El sindicato avanza de noche camino de las cocheras. Nos encerraremos y nadie podrá sacar los tranvías, nadie podrá trabajar. El sindicato ha crecido con Santio Ganesoro, Bikendi Aberasturi y Andolin Picavea, aunque creo que a éste le ha obligado a entrar su jefe Bikendi Aberasturi. Lander Bukua lleva un año diciéndome: «Que se te meta en la cabeza que teníamos que haber volcado el tranvía de los cojones. Todo el mundo vuelca algo en las huelgas y tú lo sabes». Hacia navidades, le dije: «Estoy haciendo memoria de algo que hacían ellos. Dame tiempo para que lo recuerde». «¿Mejor que volcar un jodido tranvía?», dijo Lander Bukua. «No lo sé, creo que sí. Déjame que siga recordando», le dije. «Es difícil que sea mejor que volcar ese jodido tranvía», dijo él.

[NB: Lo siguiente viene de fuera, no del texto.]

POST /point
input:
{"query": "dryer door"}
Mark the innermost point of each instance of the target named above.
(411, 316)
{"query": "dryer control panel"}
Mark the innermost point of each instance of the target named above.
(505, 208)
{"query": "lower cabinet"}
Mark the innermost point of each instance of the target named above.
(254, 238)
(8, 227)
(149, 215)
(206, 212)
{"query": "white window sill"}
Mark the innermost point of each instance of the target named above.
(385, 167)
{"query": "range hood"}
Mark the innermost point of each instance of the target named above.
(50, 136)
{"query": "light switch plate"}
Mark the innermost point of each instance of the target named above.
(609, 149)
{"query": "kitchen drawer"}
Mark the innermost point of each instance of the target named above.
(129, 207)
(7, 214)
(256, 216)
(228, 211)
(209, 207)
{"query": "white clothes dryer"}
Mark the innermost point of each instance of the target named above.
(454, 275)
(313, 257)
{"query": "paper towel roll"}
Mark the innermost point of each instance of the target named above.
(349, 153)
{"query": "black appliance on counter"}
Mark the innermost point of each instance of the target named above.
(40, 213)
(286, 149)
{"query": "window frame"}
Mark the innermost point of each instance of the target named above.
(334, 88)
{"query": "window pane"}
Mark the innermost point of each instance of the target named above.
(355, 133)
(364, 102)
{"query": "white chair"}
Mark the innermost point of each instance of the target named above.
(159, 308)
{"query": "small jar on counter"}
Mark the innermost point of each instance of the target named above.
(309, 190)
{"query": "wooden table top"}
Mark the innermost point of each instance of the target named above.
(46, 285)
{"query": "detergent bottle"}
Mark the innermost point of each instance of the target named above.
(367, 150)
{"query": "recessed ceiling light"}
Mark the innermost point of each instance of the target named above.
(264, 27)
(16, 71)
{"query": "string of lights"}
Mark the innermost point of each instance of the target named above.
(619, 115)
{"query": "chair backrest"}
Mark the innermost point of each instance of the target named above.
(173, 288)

Hasta que un día lo recordé y se lo dije y por eso ahora marchamos a las cinco de la madrugada hacia las cocheras con paquetes de comida.
—¿Traes la llave para cerrar bien la puerta por dentro? —dice Lander Bukua.
—Primero habrá que abrirla, ¿no? —digo.
—¿Traes la llave para abrir la puerta? —dice Lander Bukua.
—Sí —digo.
Llegamos a las cocheras, abro la puerta con la llave, entramos y cierro por dentro, también con el cerrojo.
—No hacía falta saltar de la cama tan temprano —dice Martín Larreko.
—Había que andar a lo seguro para llegar antes que nadie. Aquí podrás dormir todo lo que quieras —dice Lander Bukua.
—Aquéllos también se encerraban en las fábricas para que no entrara nadie —digo.
—Los que viajan en tranvía que usen hoy los pies —dice Santio Ganesoro.
—De todas maneras, yo sigo pensando que no hay nada como un tranvía de los cojones volcado —dice Lander Bukua.
Nos sentamos en corro a desayunar lo que hemos traído.
Ahora llaman a la puerta.
—¡Los esquiroles! —dice Bertol Sangroniz.
—¡A casa! —dice Lander Bukua.
—¡A casa! —dice Martico.
Seguimos comiendo el talo con chorizo. Hemos traído, talo con chorizo para más de una semana. Agua, en el grifo. Llaman de nuevo a la puerta.
—¡A casa! —decimos todos a coro, y nos echamos a reír.
—Soy Fabiola —nos llega la voz de la señorita Fabiola.
—¡San Cristo! —dice Lander Bukua.
Todos me miran.
—Que se canse de esperar y se marche —digo.
Seguimos comiendo y enseguida nos llega de nuevo la voz de la señorita Fabiola:
—Tengo que hablar con Roque.
—¡Esto es una huelga y no podemos andar con recaditos! —dice Bertol Sangroniz.
—Si yo fuera el capricho de la hija de la jefa le abriría la puerta de par en par —dice Lander Bukua.
—Calla, calla —digo.
—¿No quieres verla? —dice Lander Bukua.
—No. Ya la veo bastante todo el año. Haré un cartel más grande de «Se prohíbe hablarle al conductor». —digo.
—Vamos, vete a que te lo cuente por una rendija —dice Lander Bukua.
—Es como una mosca de caballo —digo.
—¿Lo sabe tu mujer? —dice Martín Larreko.
Todos ríen.
—Saber ¿qué? ¿Hay algo que saber? ¿Qué haríais vosotros si os dijeran tengo que hablar con Martín o con Lander o con Bertol? —digo.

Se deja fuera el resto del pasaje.